All State Ins. Co, 63 Ohio St.3d 708, 711, 590 N.E.2d 1242, 1245 (1992). Arbitration is

favored because it allows parties to by-pass expensive and time-consuming litigation and

“provides the parties thereto with a relatively expeditious and economical means of

resolving a dispute.” Id. at 712.

{¶ 11} The primary question in the instant appeal is whether the appellees’ claims

against JB Dollar are subject to the arbitration clause in the contract. “The arbitrability of a

claim is a question of law, and we review the arbitrability of a claim de novo.” McManus v.

Eicher, 2d Dist. Greene No. 2003-CA-30, 2003-Ohio-6669; see also St. Mary’s v. Auglaize

Cty. Bd. of Commrs., 115 Ohio St.3d 387, 2007-Ohio-5026, 875 N.E.2d 561, at ¶ 38

(“Contract interpretation is a matter of law, and questions of law are subject to de novo

review on appeal.”).

{¶ 12} Ohio’s public policy favoring arbitration is codified at R.C. Chapter 2711.

Under R.C. 2711.02(A), a written arbitration clause “shall be valid, irrevocable, and

enforceable, except upon grounds that exist at law or in equity for the revocation of any

contract.” If a party moves to stay proceedings pending arbitration, pursuant to “an

agreement in writing for arbitration,” the court must first satisfy itself “that the issue

involved in the action is referable to arbitration” under the agreement. R.C. 2711.02(B).

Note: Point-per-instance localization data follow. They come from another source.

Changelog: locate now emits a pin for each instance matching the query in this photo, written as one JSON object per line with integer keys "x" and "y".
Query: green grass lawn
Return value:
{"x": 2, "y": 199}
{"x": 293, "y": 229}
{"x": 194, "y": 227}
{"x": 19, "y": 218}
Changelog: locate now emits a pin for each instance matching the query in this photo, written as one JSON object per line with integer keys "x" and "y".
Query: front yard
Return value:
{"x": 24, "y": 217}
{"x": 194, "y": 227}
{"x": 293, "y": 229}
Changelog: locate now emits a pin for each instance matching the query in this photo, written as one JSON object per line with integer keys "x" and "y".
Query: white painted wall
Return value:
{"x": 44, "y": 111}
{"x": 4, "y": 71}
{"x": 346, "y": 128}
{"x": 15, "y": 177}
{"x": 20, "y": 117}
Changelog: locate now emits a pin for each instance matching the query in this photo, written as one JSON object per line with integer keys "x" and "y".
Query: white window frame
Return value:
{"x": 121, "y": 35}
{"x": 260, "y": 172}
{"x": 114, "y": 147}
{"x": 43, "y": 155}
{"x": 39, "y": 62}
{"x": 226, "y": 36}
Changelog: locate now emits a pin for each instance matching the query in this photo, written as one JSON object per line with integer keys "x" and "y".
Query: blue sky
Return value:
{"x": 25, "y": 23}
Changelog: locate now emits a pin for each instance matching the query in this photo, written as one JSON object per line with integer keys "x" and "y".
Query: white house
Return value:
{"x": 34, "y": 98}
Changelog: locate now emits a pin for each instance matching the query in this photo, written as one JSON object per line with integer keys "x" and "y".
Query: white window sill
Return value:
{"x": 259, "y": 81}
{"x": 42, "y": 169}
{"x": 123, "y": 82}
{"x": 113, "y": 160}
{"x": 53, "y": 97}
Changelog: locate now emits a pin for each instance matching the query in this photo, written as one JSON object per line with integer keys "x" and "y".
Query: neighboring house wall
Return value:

{¶ 13} In the instant case, appellees do not dispute that they signed and consented to

a non-compete agreement provided by JB Dollar. Additionally, appellees agree that the

non-compete agreement contains an arbitration clause. Appellees do not dispute that the

arbitration clause is applicable to non-compete and non-disclosure related employment

issues. Appellees, however, contend that pursuant to the contract, the enforceability of the

arbitration clause is limited to only non-compete and non-disclosure related employment

issues. Specifically, appellees argue that JB Dollar is attempting to apply an arbitration

clause that is part of a non-compete agreement to legal claims which are completely

unrelated to the underlying contract. 5

{¶ 14} Initially, we note that the contract is clearly titled on the first page,

“NON-COMPETITION AGREEMENT.” Additionally, the first page of the contract

contains the following statements which outline the purpose and scope of the agreement:

WHEREAS, the Corporation has developed confidential business information and products which it desires to protect from unauthorized

disclosure or use by its employees, former employees and third parties; and

WHEREAS, the Employee understands that the purpose of this Agreement is

to restrict the use, disclosure or copying of confidential information or

products of the Corporation and to restrict the Employee from competing

with the Corporation as set forth herein.